Independent investigations by the I have revealed the number of private companies across the UK housing tenants in “dangerous and dilapidated” buildings.
According to reports, the investigated accommodations lacked running water, smoke detectors and working fire escapes, leading to cross-party calls for the industry to be regulated.
‘Property guardians’ sign up to live in empty buildings – often an abandoned police station, schools or office block – with the premise of lower-than-market rents.
The investigation also revealed that one local council is taking a property guardian company to court for housing 30 people in an unsafe former care home where a fire escape was ‘nailed shut’.
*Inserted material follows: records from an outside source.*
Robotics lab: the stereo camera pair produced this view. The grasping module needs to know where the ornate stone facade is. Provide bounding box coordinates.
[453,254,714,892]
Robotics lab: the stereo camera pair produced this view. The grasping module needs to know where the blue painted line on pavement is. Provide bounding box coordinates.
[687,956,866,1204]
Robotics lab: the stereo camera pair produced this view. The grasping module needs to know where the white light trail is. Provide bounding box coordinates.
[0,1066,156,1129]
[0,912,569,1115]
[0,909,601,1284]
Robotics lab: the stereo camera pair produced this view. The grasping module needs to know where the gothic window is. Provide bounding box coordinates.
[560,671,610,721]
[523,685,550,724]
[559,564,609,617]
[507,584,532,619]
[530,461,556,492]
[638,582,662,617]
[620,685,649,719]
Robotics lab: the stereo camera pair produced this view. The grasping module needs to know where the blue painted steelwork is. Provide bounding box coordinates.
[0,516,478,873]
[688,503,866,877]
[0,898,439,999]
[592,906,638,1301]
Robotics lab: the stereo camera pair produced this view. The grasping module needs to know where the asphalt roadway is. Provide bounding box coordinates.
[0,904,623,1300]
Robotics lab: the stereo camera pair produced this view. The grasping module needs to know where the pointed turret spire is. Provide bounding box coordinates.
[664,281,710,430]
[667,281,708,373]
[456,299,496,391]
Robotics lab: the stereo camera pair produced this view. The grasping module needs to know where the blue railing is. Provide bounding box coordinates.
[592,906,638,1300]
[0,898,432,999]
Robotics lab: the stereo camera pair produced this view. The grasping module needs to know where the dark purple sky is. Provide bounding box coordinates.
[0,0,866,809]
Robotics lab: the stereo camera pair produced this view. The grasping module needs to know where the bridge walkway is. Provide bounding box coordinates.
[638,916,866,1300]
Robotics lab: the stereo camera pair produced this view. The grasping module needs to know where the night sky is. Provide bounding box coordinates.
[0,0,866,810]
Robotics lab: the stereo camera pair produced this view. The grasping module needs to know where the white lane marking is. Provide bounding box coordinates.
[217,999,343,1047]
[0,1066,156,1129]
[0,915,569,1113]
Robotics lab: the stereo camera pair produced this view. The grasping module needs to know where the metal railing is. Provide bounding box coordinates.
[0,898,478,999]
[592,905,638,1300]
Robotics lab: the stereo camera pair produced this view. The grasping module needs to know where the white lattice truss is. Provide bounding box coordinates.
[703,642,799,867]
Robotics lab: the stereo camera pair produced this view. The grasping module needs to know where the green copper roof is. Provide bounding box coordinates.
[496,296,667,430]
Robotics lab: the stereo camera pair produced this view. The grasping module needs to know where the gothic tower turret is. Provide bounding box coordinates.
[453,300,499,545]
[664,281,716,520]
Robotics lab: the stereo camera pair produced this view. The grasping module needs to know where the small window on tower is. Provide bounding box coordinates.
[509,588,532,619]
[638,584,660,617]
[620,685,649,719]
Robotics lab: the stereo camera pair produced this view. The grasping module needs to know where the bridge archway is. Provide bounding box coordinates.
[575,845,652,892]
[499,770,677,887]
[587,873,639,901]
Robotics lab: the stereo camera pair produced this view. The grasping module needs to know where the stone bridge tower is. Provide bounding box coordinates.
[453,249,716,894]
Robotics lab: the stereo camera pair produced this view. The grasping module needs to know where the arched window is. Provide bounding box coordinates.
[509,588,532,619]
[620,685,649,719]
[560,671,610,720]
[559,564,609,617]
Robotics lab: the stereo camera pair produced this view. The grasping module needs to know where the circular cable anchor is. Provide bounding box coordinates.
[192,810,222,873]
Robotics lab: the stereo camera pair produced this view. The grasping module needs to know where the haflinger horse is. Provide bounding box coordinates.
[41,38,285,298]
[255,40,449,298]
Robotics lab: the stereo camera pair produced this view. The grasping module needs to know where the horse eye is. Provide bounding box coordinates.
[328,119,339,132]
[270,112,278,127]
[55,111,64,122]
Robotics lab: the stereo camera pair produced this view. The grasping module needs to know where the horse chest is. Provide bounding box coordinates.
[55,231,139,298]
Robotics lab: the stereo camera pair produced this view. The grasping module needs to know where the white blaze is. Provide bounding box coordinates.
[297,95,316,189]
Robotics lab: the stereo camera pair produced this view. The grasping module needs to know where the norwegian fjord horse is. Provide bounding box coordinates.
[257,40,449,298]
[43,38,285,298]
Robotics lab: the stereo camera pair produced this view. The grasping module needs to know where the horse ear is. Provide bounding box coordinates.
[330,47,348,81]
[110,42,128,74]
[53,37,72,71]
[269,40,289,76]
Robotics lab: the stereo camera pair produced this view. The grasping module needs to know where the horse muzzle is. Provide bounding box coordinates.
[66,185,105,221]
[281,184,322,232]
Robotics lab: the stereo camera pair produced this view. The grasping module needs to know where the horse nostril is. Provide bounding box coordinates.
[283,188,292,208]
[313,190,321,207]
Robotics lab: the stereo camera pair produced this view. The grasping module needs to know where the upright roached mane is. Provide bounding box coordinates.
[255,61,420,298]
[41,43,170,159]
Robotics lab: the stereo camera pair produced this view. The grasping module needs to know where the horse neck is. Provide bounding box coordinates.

If successful, the landmark case could result in many property guardianships being classed as ‘Houses in Multiple Occupation’ (HMOs), which would force companies to license them and adhere to stricter regulations.
The government is under cross-party political pressure to further regulate these companies.
Responding to the investigation, Liberal Democrat peer Olly Grender said: “This undercover investigation shows how desperately bad the housing crisis has become.
“More and more people are living as property guardians in buildings that are dangerous and insanitary, and the law fails to protect them.
“Safeguards must be introduced before the government has another tragedy on its hands such as Grenfell. This is a hidden crisis for people caught in a trap of poverty and lack of decent housing and needs urgent attention.
She added: “The fact these properties are unsafe and unhealthy to live in should result in a rapid review of the relevant laws.
“It is vital that the government now re-evaluate our HMO regulations to ensure that this form of tenancy, in all but name, cannot be ignored and left out of all important legal protections.”